Xiao-Li Meng writes:

My sabbatical orientation at Lugano (see the last XL-Files) boosted my over-confidence into double digits. Anyone who asked about my sabbatical plan would get an ambitious answer: that I would complete 14 articles during my sabbatical year. The year is now (at the time of writing) 58.33% over. My accomplishment, you guessed it, is significantly lower—39.29% to be exact. In addition to the usual non-linear path of research progress, what slows me down are the never-ending errors I manage to create. Every morning I promised myself that this would be the day for the final proofreading. Yet I would retire in the evening with another 20–30 red circles on the draft. This happened on Dec 21, Dec 22, and Dec 23, a replay of Groundhog Day, undoubtedly pleasing card-carrying frequentists. I took a deep breath on Christmas Eve, forcing my fingers to plunge into the submission system faster than the rising temptation for yet another final proofreading. Finally, I could have a proofreading-free Christmas day.

Most of my errors are of a writing nature. Spellcheck has saved me thousands of times, but it cannot save me from confusing “a/an” with “the”, or mistaking “crispy” for “crisp”. It’s extremely frustrating as a non-native speaker, as I simply do not possess the kind of this-does-not-sound-right gut feeling. Far more time consuming, however, is seeking an enticing flow for both novice and expert readers. I almost never get the flow right on the first few tries, and sometimes a “final” proofreading compels a major reorganization. It’s always an internal struggle between the impulse to have a fast publication and the desire to make it a well-written, long-lasting article. The mantra “It’s hard to publish, but impossible to unpublish” can be very helpful when conducting this internal dialogue.

Indeed, I wish I had understood this mantra when I was publishing my thesis work. I managed to publish quite a few papers out of my thesis, but at least one of them I wish now I could unpublish. To be sure, it contains no technical error that I am aware of, nor can it have many writing errors—after all, it was published in a top journal. I was proud because it represented the first idea for which I could claim full credit and genuine novelty simultaneously. Before that work, all hypothesis testing procedures with multiply imputed data sets were based on Wald-type test statistics. One day, I just had this cute idea of manipulating complete-data likelihood ratio functions to compute the multiple-imputation likelihood tests almost as effortlessly as the Wald-type tests. I established theoretical validity and demonstrated its satisfactory performance on a real dataset, which apparently convinced the reviewers.
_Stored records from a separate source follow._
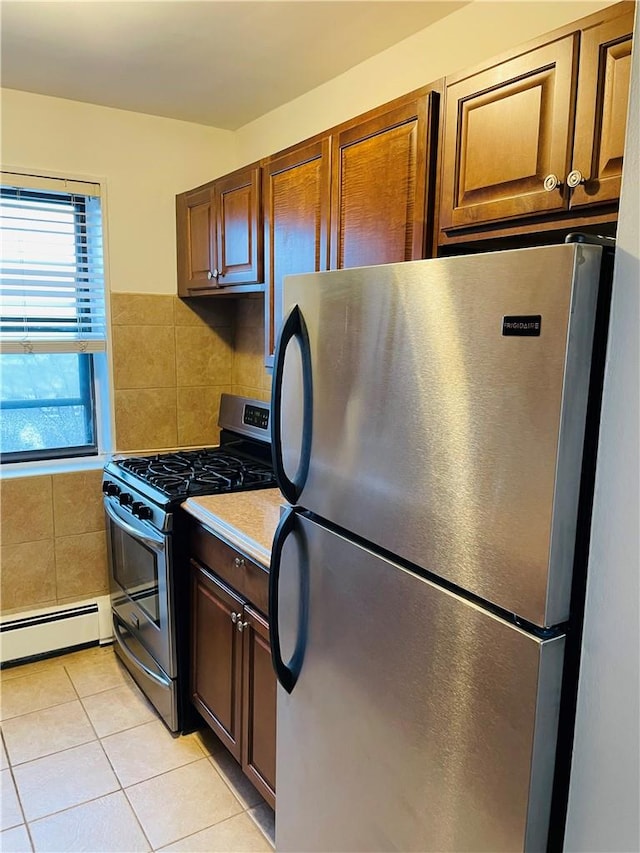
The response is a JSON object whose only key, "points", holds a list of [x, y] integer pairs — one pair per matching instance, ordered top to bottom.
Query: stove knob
{"points": [[141, 510]]}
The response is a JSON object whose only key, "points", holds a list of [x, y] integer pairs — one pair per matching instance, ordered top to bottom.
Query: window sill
{"points": [[45, 467]]}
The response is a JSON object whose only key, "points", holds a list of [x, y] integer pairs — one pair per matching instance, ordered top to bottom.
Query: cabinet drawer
{"points": [[246, 577]]}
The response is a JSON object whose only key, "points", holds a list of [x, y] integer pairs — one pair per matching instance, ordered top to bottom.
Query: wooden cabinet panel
{"points": [[601, 113], [507, 129], [296, 188], [378, 188], [195, 235], [219, 236], [239, 236], [216, 677], [259, 706]]}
Over the years, the procedure got into a software package, and then inquiries came in. Why did the software produce negative test statistic values, when the reference distribution is an F distribution? I knew the answer. The test was built on an asymptotic equivalence between Wald and likelihood-ratio statistics, and how soon the asymptotics kick in would depend on the parametrization. It thus came as no surprise that it could fail badly with small datasets.

I then asked a wonderful student, Keith Chan, to seek the optimal parametrization. Soon he reported back that the problem was much worse than I realized. The asymptotic equivalence I relied on is guaranteed only under the null hypothesis. But the procedure I proposed uses this equivalence to estimate a key nuisance parameter, the fraction of missing information (FMI). When the null fails, which we typically hope for, the FMI can be so badly estimated that the test may have essentially zero power!

How on earth did I not check for power? A consequence of rushing for publication? Carried away by one cute idea? A sign of research immaturity? All of the above! What depresses me the most is that all the defects of my proposal were automatically fixed by Keith’s “test of average” guided by the likelihood principle. In contrast, my cute idea relies on “average of tests”, guided by a computational trick rather than statistical principles. Computational convenience should always be an important consideration. But when it becomes the driving force, we must keep in mind that computationally convenient bad procedures can do more harm than computationally inconvenient bad (and good) procedures.

Apparently, I had not learned this lesson well when I set my sabbatical goal of completing 14 papers. It should have been to produce at least one paper that will still have positive impact in 140 years. Surely our professional reward systems cannot possibly rely on such long-term qualitative measures. But that is exactly the reason that we need to remind ourselves constantly of the impossibility of unpublishing, to combat the tendency to pursue quantity over quality. Read and revise eight times before submitting.